Chapter 4 - Constructions Of Triangles Mathematics Part II Solutions for Class 9 Math Practice Set 4.3

Chapter 4 - Constructions Of Triangles

Mathematics Part II Solutions for Class 9 Math

Practice Set 4.3

Question 1:

Construct ∆ PQR,  in which ∠Q = 70⁰,  ∠R = 80⁰ and PQ + QR + PR = 9.5 cm.

Answer: 

Steps of construction:

(1) Draw seg AB of 9.5 cm length.

(2) Draw a ray making angle of 35⁰at point A.

(3) Draw another ray making an angle of 40⁰at point B.

(4) Name the point of intersection of the two rays as P.

(5) Draw the perpendicular bisector of seg AP and seg BP.

Name the points as Q and R respectively where the perpendicular bisectors intersect line AB.
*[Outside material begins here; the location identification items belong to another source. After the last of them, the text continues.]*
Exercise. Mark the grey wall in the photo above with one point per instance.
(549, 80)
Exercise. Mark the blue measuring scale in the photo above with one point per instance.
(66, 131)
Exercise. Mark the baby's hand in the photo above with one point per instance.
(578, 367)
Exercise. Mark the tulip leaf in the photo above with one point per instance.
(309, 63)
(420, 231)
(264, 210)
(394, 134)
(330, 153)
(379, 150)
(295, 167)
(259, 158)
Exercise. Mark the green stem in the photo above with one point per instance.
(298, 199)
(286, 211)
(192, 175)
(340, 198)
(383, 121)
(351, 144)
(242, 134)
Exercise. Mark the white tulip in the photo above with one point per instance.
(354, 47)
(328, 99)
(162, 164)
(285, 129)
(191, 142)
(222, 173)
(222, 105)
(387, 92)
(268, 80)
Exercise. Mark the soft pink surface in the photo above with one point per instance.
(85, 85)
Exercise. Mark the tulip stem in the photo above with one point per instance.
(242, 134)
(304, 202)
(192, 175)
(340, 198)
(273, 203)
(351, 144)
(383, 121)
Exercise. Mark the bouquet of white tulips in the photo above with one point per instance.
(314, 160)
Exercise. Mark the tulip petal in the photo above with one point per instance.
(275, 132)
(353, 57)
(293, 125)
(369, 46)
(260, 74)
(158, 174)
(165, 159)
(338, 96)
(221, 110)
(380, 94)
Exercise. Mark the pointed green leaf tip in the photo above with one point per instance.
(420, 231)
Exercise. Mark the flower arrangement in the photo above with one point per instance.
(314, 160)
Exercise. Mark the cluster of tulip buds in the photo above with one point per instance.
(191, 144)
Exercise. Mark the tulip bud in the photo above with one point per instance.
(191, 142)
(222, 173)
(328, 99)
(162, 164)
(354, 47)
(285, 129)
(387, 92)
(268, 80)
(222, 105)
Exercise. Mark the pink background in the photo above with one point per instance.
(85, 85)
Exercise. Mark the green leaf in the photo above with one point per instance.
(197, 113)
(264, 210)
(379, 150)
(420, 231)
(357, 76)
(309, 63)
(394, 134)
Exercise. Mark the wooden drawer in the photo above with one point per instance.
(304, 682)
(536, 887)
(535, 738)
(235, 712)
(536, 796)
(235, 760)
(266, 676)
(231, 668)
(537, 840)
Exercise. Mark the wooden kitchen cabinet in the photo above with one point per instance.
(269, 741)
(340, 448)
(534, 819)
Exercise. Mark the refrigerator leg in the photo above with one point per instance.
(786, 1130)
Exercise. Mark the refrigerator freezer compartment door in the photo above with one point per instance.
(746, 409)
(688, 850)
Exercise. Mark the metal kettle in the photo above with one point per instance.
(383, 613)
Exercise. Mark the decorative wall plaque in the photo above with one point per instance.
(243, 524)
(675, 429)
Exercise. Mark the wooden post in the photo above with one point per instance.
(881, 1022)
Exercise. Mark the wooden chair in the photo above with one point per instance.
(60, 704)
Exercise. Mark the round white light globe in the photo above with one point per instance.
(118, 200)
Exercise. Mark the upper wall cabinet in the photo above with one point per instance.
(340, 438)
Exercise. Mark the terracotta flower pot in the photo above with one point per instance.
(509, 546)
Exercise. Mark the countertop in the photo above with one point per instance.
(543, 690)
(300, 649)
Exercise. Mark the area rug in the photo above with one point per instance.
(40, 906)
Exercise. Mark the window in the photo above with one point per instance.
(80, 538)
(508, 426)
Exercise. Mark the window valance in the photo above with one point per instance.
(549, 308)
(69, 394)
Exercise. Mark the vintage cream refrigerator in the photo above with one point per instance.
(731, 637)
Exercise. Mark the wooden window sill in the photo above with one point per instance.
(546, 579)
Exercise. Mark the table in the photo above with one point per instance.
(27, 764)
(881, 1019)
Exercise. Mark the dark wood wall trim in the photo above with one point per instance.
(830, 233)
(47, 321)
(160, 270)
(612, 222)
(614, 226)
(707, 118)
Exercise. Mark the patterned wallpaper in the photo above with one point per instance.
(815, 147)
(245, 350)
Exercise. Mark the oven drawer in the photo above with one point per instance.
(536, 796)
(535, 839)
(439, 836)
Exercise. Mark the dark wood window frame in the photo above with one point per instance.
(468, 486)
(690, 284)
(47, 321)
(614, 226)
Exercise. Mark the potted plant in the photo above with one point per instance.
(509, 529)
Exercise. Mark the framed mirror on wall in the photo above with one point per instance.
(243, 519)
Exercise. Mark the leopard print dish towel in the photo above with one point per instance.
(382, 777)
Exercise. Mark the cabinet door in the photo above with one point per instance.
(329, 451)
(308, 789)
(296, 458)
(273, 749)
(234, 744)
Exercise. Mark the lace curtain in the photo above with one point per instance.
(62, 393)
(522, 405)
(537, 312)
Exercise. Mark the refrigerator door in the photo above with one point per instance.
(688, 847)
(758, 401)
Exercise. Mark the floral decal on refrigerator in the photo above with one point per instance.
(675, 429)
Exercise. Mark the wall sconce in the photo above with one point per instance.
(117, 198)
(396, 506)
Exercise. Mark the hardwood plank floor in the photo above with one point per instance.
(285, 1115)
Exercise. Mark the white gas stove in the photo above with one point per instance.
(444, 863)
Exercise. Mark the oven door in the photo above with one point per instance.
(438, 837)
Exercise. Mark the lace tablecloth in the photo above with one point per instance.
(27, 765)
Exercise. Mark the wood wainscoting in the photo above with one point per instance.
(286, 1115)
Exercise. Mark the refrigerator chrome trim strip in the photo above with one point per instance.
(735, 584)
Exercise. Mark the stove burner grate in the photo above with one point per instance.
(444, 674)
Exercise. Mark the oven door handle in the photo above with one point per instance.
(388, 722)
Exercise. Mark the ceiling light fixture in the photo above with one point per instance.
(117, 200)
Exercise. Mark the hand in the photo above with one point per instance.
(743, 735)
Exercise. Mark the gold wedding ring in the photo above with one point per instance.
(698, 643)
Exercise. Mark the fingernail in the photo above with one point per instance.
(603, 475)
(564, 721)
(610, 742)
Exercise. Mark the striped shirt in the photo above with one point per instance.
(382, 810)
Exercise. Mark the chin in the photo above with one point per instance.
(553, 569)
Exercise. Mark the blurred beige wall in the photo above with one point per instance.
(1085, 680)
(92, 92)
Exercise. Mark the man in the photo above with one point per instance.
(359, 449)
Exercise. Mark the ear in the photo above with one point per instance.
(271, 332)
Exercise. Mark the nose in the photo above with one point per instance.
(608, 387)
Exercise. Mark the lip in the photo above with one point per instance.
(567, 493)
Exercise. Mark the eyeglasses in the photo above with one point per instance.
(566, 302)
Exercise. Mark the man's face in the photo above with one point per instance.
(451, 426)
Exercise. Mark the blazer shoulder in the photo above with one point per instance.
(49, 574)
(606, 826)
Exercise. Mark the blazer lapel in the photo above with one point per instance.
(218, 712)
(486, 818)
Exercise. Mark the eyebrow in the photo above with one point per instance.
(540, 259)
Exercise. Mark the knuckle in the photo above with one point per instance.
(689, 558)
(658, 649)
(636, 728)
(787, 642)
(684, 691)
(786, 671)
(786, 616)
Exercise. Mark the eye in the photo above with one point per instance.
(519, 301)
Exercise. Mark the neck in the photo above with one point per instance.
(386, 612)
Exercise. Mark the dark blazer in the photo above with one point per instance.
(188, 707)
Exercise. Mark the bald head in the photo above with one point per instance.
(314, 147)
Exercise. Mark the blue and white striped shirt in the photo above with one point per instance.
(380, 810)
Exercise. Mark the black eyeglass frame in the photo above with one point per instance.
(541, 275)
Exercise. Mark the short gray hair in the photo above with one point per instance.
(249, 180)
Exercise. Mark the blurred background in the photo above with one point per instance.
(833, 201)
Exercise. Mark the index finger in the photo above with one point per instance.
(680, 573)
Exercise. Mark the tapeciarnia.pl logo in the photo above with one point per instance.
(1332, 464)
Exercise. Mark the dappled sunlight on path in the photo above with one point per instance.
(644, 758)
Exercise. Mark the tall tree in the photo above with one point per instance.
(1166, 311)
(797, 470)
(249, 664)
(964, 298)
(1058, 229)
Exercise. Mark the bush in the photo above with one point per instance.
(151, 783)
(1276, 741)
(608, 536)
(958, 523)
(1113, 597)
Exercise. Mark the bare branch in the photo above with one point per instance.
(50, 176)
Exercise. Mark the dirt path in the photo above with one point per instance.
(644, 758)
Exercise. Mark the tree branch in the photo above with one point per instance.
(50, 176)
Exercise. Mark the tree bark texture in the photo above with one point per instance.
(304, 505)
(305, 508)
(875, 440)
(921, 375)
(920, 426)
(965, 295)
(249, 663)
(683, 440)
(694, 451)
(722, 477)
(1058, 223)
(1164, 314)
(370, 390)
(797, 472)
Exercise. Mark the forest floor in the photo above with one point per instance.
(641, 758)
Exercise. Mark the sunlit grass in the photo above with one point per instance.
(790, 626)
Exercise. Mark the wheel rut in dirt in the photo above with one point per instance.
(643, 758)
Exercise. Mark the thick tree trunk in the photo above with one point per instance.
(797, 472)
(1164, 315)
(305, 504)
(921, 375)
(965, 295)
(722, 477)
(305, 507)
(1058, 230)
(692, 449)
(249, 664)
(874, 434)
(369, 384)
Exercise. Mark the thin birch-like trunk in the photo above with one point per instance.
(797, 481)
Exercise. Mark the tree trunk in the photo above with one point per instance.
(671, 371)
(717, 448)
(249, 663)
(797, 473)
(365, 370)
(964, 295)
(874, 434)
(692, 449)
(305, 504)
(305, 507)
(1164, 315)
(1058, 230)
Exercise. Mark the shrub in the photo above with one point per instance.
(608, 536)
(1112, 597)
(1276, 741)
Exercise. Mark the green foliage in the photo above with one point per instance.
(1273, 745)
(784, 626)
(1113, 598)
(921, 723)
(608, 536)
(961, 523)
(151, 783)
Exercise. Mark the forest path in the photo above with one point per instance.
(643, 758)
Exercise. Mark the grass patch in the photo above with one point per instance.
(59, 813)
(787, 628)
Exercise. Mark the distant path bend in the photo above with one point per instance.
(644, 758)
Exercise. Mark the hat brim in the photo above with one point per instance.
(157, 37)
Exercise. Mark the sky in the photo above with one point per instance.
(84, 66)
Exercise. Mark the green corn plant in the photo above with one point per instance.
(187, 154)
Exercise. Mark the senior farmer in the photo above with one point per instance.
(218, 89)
(6) Draw seg PQ and seg PR.

Therefore, ∆ PQR is the required triangle. 

Question 2:

Construct ∆ XYZ, in which ∠Y = 58⁰, ∠X = 46⁰ and  perimeter of triangle is 10.5 cm.

Answer: 

Steps of construction:

(1) Draw seg PQ of 10.5 cm length.

(2) Draw a ray making angle of 29⁰at point P.

(3) Draw another ray making an angle of 23⁰at point Q.

(4) Name the point of intersection of the two rays as Z.

(5) Draw the perpendicular bisector of seg PZ and seg QZ.
Name the points as Y and X respectively where the perpendicular bisectors intersect line PQ.

(6) Draw seg XZ and seg YZ.

Therefore, ∆ is the required triangle. 

Question 3:

Construct ∆LMN, in which ∠M = 60⁰, ∠N = 80⁰  and  LM + MN + NL = 11 cm.

Answer: 

Steps of construction:

(1) Draw seg AB of 11 cm length.

(2) Draw a ray making angle of 30⁰at point A.

(3) Draw another ray making an angle of 40⁰at point B.

(4) Name the point of intersection of the two rays as L.

(5) Draw the perpendicular bisector of seg AL and seg BL.
Name the points as M and N respectively where the perpendicular bisectors intersect line AB.

(6) Draw seg LM and seg LN.

Therefore, ∆ LMN is the required triangle.